Am I totally off my rocker here?

In addition this got me thinking - say you have a large gas cloud that collapses. It will heat up, as the gravitational potential energy is converted into heat. Since conservation of energy holds and this heat energy can be considered mass (due to the relativistic effects on the atoms if nothing else) then does this mean that this gravitational potential energy has mass as well? And therefore, could large diffuse objects have larger masses than small compact objects with the same matter content and temperature?

At such temperatures and pressures, we're not dealing with gas. The movement of the particles must be restricted comparatively. Since this energy cannot be converted to momentum, isn't that part of the reason stars radiate their energy from a coherent mass instead of breaking apart?

Just some starter thoughts until someone smarter can point us both in the right direction.

You're not off your rocker, you just need to check your math about the speed getting faster than light. The core temperature of the Sun is a little over 10 million Kelvin, which means the "average velocity of a hydrogen nucleus" is about 500 km/s. The speed of light is 300,000 km/s. Now you said "hundreds of millions of Kelvin", which can happen in the cores of massive stars nearing supernova, but even that gives nuclei at only about 1% of the speed of light. The electrons can get relativistic, especially in the cores of evolving stars (and when they make white dwarfs), but they don't have much mass-- the only times the nucleons get relativistic is in neutron stars and black holes. Your numbers about 1/2000 or so of the mass of the Sun being thermal is a bit high too-- it's more like 1 part in a million (and the negative gravitational self-energy reduces the mass more than this increases it.) But still your point does have an important application-- mass does get altered in the way you imagine, and it can sometimes matter: the mass of a neutron star does require relativistic corrections (but it is not more mass than you'd think, it's less, owing to gravitational self-energy reductions in the mass).

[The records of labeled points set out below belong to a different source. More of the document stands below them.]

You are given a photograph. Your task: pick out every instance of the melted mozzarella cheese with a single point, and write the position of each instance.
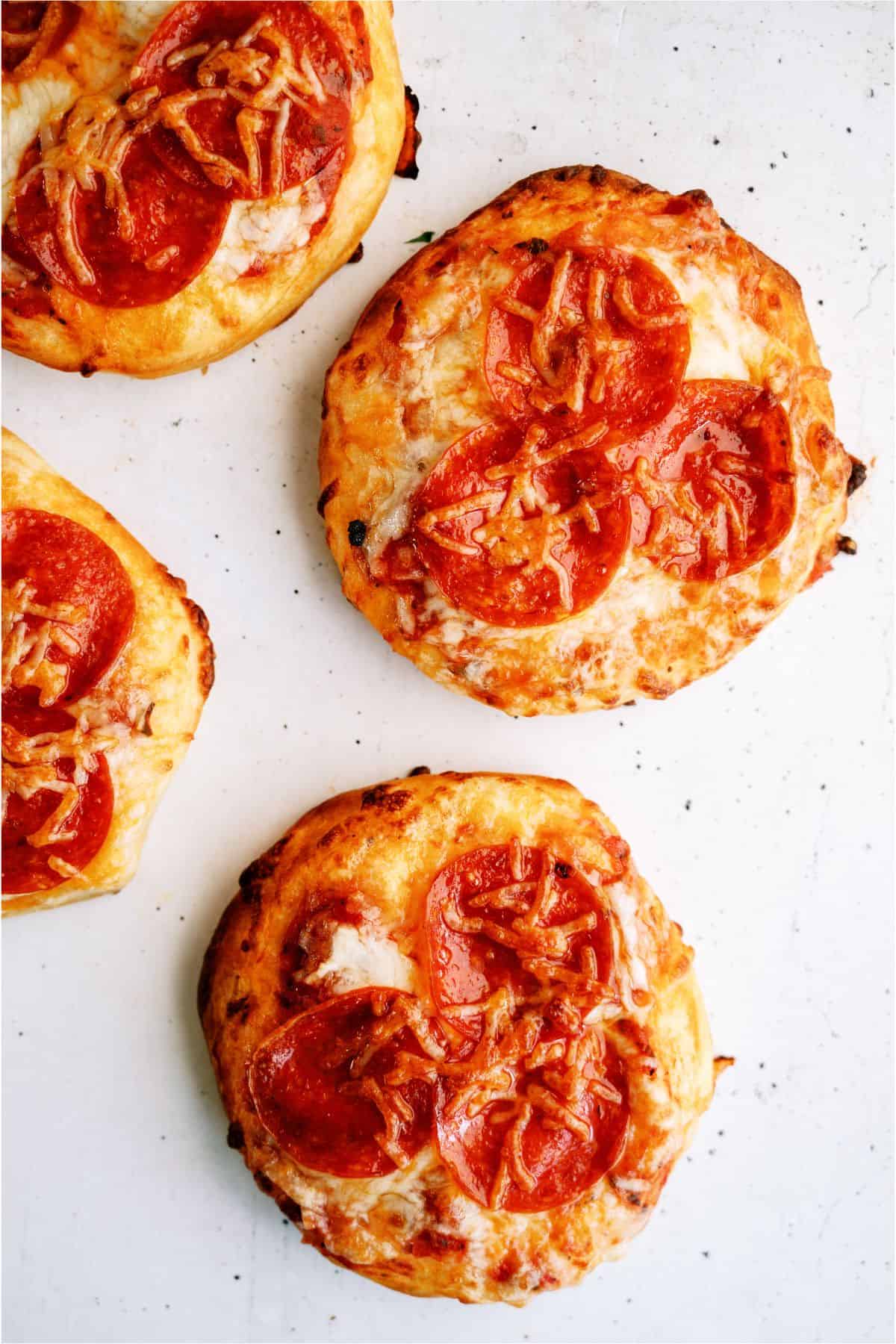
(364, 957)
(137, 19)
(724, 343)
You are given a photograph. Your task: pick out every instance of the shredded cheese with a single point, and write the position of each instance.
(100, 131)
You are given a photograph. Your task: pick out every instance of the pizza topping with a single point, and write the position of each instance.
(321, 1083)
(712, 488)
(31, 31)
(536, 1116)
(505, 531)
(588, 339)
(516, 917)
(67, 608)
(252, 97)
(105, 217)
(57, 797)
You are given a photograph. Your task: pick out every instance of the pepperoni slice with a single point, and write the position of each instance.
(597, 339)
(512, 915)
(28, 808)
(541, 1124)
(31, 31)
(321, 1085)
(75, 603)
(265, 94)
(114, 257)
(519, 546)
(714, 485)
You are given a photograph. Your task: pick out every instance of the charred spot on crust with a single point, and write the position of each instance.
(253, 877)
(857, 476)
(534, 245)
(430, 1242)
(238, 1007)
(406, 166)
(289, 1207)
(386, 801)
(327, 495)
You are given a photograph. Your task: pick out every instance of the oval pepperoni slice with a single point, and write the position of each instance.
(714, 485)
(344, 1088)
(597, 339)
(136, 237)
(253, 97)
(535, 1117)
(69, 605)
(50, 831)
(33, 31)
(507, 532)
(516, 917)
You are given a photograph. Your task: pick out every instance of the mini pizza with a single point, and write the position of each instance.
(457, 1038)
(581, 449)
(179, 178)
(107, 665)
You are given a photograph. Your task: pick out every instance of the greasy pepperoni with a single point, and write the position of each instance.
(588, 339)
(312, 1085)
(317, 112)
(176, 228)
(63, 562)
(27, 867)
(519, 547)
(514, 917)
(714, 487)
(517, 1152)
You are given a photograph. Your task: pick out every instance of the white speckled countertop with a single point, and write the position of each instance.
(758, 803)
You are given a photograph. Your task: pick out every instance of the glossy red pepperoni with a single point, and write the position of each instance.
(714, 488)
(176, 230)
(588, 339)
(521, 546)
(547, 1137)
(314, 1085)
(33, 31)
(514, 917)
(27, 867)
(316, 101)
(50, 559)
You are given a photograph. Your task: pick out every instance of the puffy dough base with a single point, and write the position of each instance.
(410, 382)
(215, 315)
(168, 658)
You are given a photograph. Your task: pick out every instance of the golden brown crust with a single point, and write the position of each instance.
(218, 312)
(166, 670)
(378, 850)
(410, 382)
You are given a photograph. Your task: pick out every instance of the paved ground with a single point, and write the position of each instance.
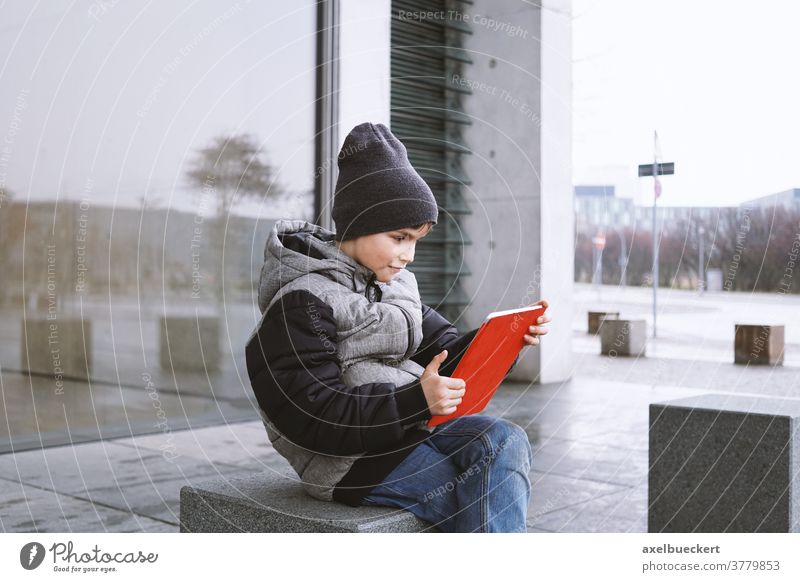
(589, 434)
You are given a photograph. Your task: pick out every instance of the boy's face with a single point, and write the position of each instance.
(385, 253)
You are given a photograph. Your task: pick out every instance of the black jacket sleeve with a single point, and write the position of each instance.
(439, 334)
(295, 373)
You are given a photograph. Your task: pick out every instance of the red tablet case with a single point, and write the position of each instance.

Alright. Must've made a math error in my rough calculations. Oops! In fact I'm almost certain I know what it was, I probably forgot to transfer between meters and kilometers per second.

Still - if kinetic energy can be considered mass, I have a hard time seeing any large problem in my mass fraction calculations.

I didn't bother calculating the values in the sun, I figured that'd be very small. I took an extreme example, a star with 60 times the mass of the sun and a million times as much energy being produced per second and emitted per second. Depending on how long it takes energy to diffuse out away from the core it would presumably contain at least a million times as much thermal energy stored in the thermal motion of its atoms/molecules/plasma.

Applying the relativistic mass correction to an object traveling at one percent the speed of light I get that its mass increases to 1.00005 times it original value - thats one part in 20,000. In principle it seems to me that the very largest stars with tremendous luminosities and very high temperatures might have mass fractions of thermal energy higher than 1 in 100,000. I know theres pretty much no practical application to this but its something awesome to think about.

Luminosity (J/s) * path time (~100,000 years) = internal heat energy of the star when it is in equilibrium. I still get the same value for the thermal energy of the enormous star in Joules... and thus the same mass increase. I'm not even considering relativistic speed, I'm just considering good old E=MC^2. That IS applicable here, yes?

I don't think there was a problem with those, the results were very small. Also, they did not include the gravitational self-energy, which changes the sign of the correction but not its overall magnitude. We have a very small effect here, but it's not zero-- you're right.
Agreed, we often forget about relativistic corrections. If you look at it in absolute numbers, the relativistic corrections even for the relatively small mass of the Sun are roughly of order the mass of the whole Earth.